A la découverte des Trocks
Mardi 25 septembre 2012. Les Ballets Trockadero de Monte-Carlo aux Folies Bergère. Quatre ballets : Le Lac des Cygnes, Go For Barocco, La Mort du Cygne et Valpurgeyeva Noch.
J’aurais voulu commencer cette chronique par une accroche bien originale, à l’image du spectacle. Et puis rien de bien spirituel ne me vient, alors je vais faire simple et commencer par les présentations.
Les Trocks, le public. Le public, les Trocks.

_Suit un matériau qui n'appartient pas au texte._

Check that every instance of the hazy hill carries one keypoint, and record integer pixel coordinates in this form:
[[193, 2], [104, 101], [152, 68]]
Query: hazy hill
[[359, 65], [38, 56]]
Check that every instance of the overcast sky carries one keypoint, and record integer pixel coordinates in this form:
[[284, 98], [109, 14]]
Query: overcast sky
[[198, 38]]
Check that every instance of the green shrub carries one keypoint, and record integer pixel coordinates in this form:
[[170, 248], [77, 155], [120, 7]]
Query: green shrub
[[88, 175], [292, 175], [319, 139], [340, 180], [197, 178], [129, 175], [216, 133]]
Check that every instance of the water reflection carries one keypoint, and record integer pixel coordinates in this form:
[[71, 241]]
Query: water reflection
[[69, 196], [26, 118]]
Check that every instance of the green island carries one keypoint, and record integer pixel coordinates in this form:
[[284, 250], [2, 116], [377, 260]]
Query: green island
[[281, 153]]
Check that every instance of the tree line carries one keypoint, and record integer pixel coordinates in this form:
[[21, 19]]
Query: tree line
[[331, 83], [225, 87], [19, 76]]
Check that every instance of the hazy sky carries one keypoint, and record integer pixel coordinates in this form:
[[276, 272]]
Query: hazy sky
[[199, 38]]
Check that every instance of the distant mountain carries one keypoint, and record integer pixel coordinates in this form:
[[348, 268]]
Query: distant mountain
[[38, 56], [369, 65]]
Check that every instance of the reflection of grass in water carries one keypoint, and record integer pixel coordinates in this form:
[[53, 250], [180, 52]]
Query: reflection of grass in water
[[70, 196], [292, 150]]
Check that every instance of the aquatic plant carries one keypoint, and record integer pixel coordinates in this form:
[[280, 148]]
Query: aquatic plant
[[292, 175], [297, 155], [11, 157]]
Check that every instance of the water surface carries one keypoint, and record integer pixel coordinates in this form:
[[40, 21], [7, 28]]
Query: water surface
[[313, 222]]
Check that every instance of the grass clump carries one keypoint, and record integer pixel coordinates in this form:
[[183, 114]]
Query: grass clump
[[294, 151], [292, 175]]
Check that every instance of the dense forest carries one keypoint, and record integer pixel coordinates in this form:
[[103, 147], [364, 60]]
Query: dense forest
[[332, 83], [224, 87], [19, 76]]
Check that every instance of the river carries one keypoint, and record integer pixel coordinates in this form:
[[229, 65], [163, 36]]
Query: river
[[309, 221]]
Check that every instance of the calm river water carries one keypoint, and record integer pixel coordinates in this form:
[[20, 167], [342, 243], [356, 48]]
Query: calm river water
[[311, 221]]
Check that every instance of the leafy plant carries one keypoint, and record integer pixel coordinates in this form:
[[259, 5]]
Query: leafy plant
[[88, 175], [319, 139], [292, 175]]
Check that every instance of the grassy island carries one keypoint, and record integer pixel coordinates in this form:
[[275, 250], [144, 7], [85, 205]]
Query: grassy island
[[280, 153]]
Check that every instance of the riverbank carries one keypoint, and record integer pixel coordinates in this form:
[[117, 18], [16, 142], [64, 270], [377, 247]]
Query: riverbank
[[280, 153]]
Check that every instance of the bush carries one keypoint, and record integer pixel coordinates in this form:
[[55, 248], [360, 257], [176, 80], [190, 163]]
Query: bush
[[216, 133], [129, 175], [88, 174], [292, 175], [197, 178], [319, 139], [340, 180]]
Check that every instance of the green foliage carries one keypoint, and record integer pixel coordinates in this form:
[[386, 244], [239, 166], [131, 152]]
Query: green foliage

Les Trocks donc, comme ils s’appellent, les Ballets Trockadero de Monte-Carlo en version longue, sont une troupe unique à tous les points de vues. Ce ne sont que des hommes, qui reprennent à leur façon les grands ballets classiques. Ces danseurs y jouent tous les rôles, y compris donc les féminins, sur pointes et en tutus. Un spectacle transformiste, un drag show ? Pas que. De la danse ? Certainement. Un spectacle gay ? Tout de même un minimum, même si le directeur de la troupe s’en défend. Un moment d’humour ? Sans aucun doute. Mais c’est surtout le mélange de tout ça qui crée ce spectacle unique, et évite toute lourdeur dans la caricature.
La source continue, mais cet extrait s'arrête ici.